There are a wide range of offenders who range from future nominations for the Darwin Award to similar knowledge to the examiners. Some of the suspects I've dealt with have gone to great lengths to avoid prosecution, not just in technical terms but habits as well (deleting images after viewing, using CCleaner or similar tools immediately after). Virtual machines, encryption, wiping software, VPN's, TOR etc are becoming more widely used as once offenders are caught and spend some time in a cell together, they seem to discuss how they got caught and think of better ways not to get caught.
“Now, how much of it is *needed* to get the suspect to trial (and reasonably be enough to have the Judge/Jury sentence him)? “
Maybe not that much to sentence for a possession/making charge of IIC (making for those not familiar with IIC jobs means downloading/copying etc. Production is the offence for creation of brand new IIC). But first I think its important to understand sentencing in the UK. Images are graded as one of three categories A- C, with A being most serious. In the sentencing guidelines, there is a table with 3 headings; Making/taking, distributing and Production . Underneath is the 3 categories and each box has a starting sentence for small quantity and large quantity.
So back to the question “how much is needed?”, firstly once you have a large quantity of the highest category of images (approx 200 say), then in terms of the possession/making charge you have enough for the higher level of sentence.

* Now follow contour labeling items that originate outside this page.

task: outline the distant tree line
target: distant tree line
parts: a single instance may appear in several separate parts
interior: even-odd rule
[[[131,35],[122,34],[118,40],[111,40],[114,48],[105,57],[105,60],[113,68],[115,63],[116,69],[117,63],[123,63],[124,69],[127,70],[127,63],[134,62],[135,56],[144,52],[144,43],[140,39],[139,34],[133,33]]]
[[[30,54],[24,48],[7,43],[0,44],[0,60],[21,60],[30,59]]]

However distributing image carries a much higher sentence (staring 3 year custodial for Cat A images as opposed to 1 year for possession). Distributing includes making available via peer to peer and other similar methods. So we need to prove that, if we can.
Proving production is rarer than the other 2 offences, however if it exists then it definitely needs to be looked for.
Next we have agrivating factors of which there are 18 (2 statutory and 16 IIC specific), including Collection includes moving images, Attempts to dispose of or conceal evidence, Active involvement in a network or process that facilitates or commissions the creation or sharing of indecent images of children and Deliberate or systematic searching for images portraying young children, category A images or the portrayal of familial sexual abuse.
BTW guidance on this can be found at
Section 75 covers IIC
So with all that in mind, this is the way I see triage tools being used most effectively
All items are seized by officers from an address.
Items are then triaged using a pre-configured pack specific to the offence.
The results are used to identify whether an item is MORE LIKELY to contain the evidence we need.
We then take a subset of these exhibits (the highest scoring ones) for a full forensic exam.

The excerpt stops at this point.